'40 Act Compliance in Focus as Funds Introduce New Liquid Alts

Flexible reporting tools required as regulators consider further oversight.

Liquid alternatives — new post-crisis products meant to package risk into traditional structures like exchange-traded funds (ETFs) and mutual funds — are very much on the rise.

According to data from Vanguard, fully half of liquid alts' $449 billion in assets have been invested since 2013, as more investors chase alternatives-level returns without the requirement of qualified investment.

Some of these offerings have come from familiar giants, Vanguard included, but a sizeable chunk has also developed among buy-side shops with little — sometimes zero — previous exposure to public markets.

Among these is Larch Lane Advisors, a Rye Brook, N.Y.-based asset management shop that has long focused on fund-of-fund and early-stage hedge fund seeding, but in 2014 partnered with Rothschild Asset Management on a joint venture, creating its first SEC-registered mutual fund last July.

"Up until last year we operated in the private world, but around two years ago we started to recognize that there were significant flows coming from retail investors into the mutual fund space and new parties that were developing these funds," David Katz, Larch Lane's COO, tells Buy-Side Technology. "So we began to think about the potential ability to create a product that would be unique to the market, using decades of investing expertise and then parlaying that experience into a liquid product that could be constructed in a mutual fund format. We knew Rothschild was thinking about liquid alts similar to the way we were — they run liquid portfolios in Europe and we have run liquid portfolios in the US — and so it became clear that there were synergies."

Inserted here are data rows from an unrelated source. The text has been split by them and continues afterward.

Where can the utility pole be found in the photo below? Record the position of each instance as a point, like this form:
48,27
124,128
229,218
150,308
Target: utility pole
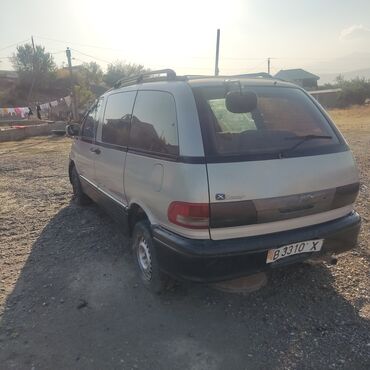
33,71
74,102
217,52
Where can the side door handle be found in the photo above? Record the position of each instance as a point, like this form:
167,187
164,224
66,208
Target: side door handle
95,150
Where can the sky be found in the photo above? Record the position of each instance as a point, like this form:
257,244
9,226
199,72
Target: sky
318,35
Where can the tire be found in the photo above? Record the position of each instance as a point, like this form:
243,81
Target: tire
78,195
146,259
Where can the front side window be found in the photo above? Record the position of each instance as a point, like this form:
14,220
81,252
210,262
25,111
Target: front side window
284,123
91,121
117,117
154,123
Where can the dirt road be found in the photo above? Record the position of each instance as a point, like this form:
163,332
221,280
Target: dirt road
70,298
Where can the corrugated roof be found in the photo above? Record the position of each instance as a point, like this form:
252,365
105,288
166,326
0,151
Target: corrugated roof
295,74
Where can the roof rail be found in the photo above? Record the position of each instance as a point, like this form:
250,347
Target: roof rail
170,75
254,75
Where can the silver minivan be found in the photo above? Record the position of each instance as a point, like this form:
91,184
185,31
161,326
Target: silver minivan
217,177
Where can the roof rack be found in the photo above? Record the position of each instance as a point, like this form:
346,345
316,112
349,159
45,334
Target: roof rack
254,75
170,75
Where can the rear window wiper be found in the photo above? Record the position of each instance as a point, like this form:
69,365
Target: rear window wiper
301,140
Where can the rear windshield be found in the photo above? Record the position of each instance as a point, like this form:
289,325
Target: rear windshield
285,123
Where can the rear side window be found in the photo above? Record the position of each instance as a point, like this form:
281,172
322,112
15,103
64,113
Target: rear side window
154,123
284,123
91,121
117,117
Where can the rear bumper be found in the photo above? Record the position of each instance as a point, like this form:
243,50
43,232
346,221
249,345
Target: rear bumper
217,260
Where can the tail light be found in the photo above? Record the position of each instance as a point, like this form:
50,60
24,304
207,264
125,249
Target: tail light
190,215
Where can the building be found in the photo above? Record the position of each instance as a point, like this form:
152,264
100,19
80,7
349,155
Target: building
327,98
299,77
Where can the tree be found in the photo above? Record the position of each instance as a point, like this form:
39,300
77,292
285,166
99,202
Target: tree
118,70
38,65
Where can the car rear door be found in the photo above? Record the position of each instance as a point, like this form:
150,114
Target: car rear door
112,139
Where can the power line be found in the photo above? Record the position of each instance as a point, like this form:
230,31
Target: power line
15,44
90,56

In dealing with '40 Act, we are monitoring regulatory rules daily, including limits around diversification, commodity income, position concentration, liquidity, and leverage, to name a few. Many of the rules in place require us to address potential issues immediately. - Eric Konigsberg, CRO at Larch Lane Advisors

Quicker to React

The two firms now have several joint committees governing the '40 Act offering, including management, investment, compliance, and risk. But Katz says "the most important thing," tasked to chief risk officer Eric Konigsberg, was developing an additional risk monitoring platform to handle the regulatory limits implied by '40 Act rules.

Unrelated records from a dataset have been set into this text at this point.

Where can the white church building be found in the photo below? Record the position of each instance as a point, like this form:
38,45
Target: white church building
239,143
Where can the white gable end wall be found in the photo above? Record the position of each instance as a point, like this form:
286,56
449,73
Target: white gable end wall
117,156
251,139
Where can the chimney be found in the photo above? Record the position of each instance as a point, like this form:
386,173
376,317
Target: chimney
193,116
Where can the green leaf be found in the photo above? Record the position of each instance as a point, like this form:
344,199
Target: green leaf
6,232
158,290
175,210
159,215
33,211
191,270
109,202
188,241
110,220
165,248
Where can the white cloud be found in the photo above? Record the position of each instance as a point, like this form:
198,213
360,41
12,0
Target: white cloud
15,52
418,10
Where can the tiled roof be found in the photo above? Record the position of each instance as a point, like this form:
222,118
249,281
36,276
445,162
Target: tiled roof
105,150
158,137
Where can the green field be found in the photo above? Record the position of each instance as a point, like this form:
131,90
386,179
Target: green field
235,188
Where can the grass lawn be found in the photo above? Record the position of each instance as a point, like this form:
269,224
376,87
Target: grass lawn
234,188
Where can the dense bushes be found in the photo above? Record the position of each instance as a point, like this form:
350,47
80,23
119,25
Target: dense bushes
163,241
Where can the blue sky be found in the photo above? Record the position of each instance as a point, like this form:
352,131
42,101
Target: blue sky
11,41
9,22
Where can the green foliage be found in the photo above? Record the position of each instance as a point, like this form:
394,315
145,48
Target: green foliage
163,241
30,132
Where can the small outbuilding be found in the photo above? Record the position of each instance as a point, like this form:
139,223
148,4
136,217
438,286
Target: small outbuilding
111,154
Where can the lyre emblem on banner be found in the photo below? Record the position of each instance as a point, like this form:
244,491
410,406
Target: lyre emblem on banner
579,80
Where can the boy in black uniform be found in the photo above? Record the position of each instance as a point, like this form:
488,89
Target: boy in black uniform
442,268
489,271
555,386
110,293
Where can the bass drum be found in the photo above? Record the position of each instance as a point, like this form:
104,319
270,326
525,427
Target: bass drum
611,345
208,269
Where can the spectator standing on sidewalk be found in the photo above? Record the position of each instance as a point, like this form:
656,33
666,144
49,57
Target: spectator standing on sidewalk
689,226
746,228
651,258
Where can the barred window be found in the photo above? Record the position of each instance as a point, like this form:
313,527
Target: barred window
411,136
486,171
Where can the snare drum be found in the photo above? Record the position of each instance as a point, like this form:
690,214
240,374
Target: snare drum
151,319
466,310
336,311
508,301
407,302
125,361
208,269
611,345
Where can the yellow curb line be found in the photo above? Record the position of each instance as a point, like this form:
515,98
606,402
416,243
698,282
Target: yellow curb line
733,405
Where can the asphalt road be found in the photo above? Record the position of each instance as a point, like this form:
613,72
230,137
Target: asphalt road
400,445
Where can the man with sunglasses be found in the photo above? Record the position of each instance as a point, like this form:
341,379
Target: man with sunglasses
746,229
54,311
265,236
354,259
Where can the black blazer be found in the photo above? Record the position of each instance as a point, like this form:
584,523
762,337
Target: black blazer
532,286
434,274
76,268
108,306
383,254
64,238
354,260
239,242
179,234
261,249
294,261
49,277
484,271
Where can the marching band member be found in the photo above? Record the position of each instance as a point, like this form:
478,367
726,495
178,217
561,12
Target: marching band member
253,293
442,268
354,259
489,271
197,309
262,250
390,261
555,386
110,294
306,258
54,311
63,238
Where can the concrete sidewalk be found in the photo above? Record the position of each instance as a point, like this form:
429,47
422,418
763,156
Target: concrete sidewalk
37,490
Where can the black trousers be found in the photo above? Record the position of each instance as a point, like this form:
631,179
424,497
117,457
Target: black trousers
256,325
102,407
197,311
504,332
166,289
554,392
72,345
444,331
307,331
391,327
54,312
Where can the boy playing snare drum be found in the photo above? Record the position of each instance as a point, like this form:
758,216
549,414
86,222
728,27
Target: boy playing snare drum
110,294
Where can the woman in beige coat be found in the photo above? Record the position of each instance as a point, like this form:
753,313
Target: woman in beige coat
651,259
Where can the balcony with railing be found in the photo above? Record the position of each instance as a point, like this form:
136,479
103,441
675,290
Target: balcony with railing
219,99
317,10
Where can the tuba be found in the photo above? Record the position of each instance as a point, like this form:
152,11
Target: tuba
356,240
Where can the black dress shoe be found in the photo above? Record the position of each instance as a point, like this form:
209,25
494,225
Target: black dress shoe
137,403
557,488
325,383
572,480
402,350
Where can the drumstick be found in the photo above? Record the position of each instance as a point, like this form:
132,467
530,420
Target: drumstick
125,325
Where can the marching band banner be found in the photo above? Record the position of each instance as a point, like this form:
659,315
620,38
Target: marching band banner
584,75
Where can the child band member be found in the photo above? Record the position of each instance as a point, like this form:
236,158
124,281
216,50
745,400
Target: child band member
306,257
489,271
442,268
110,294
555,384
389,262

After an exhaustive search, Imagine Software was selected behind their willingness to customize a solution. "There was no off-the-shelf product that was perfect, and they had the experience to customize something for us," Katz says. "We manage and monitor risk in all of our businesses obviously, but the regulatory requirements for '40 Act are different and that required us to work closely with Imagine to make sure we capture all of these specific requirements."

For his part, Konigsberg says the major challenge for a small fund manager tackling '40 Act is reacting at speed.

"A lot of the challenge is around data collection and the rules for '40 Act compliance," he explains. "On the fund-of-funds side we generally receive data on a monthly basis, P&L-type fund data. We'll get that and then run quantitative analytics around it, but it provides transparency. Seeding is a little bit different in that we do have daily transparency, like we do with the mutual fund. In dealing with '40 Act, we are monitoring regulatory rules daily, including limits around diversification, commodity income, position concentration, liquidity, and leverage, to name a few. Many of the rules in place require us to address potential issues immediately."

Iterative Approach

After hashing out the project specifications with Imagine, the plan was to create an additional function within Larch Lane's platform that tracks '40 Act rules separately from standard investment measures. The design process, Konigsberg says, was purposely iterative, because some of the rules are "pretty historic" and many could soon be modified by the SEC as the regulator takes a closer look into these products.

"We use the system in two ways: investment risk —running stress tests and what-if scenarios — but then we worked with Imagine to build an additional dashboard that tracks the '40 Act rules separately," the CRO says. "Part of the complexity we have with building this type of product is that, with some of the calculations on different rules, there isn't a lot of guidance coming from regulators, which required us to do a lot of research and work closely with experts in the field. We ultimately would get rules defined and work together to create the appropriate dashboard, testing it and modifying over time."

As Larch Lane has used the system more and more, there have been "tweaks post-launch," he adds. "We’ve worked with them to refine the technology, and now we rely heavily on what we’ve built together."

And it is set to influence the way the firm operates more broadly, according to Katz. "The way we're looking at risk in the mutual fund transfers to our other portfolios. Imagine was flexible in helping us create this particular product, and we're sure it will inform us on how we manage risk going forward."

 

The Bottom Line

  • As alternatives houses eye '40 Act mutual funds as a new vehicle to raise capital and investors seek easier access to risk, they have found few technology solutions that can handle '40 Act rules without significant customization.
  • Among these requirements are limits around fund diversification, commodity income, position concentration, liquidity, and leverage, which Larch Lane Advisors — a new '40 Act entrant partnering with Rothschild — built into a proprietary monitoring dashboard with the help of Imagine Software.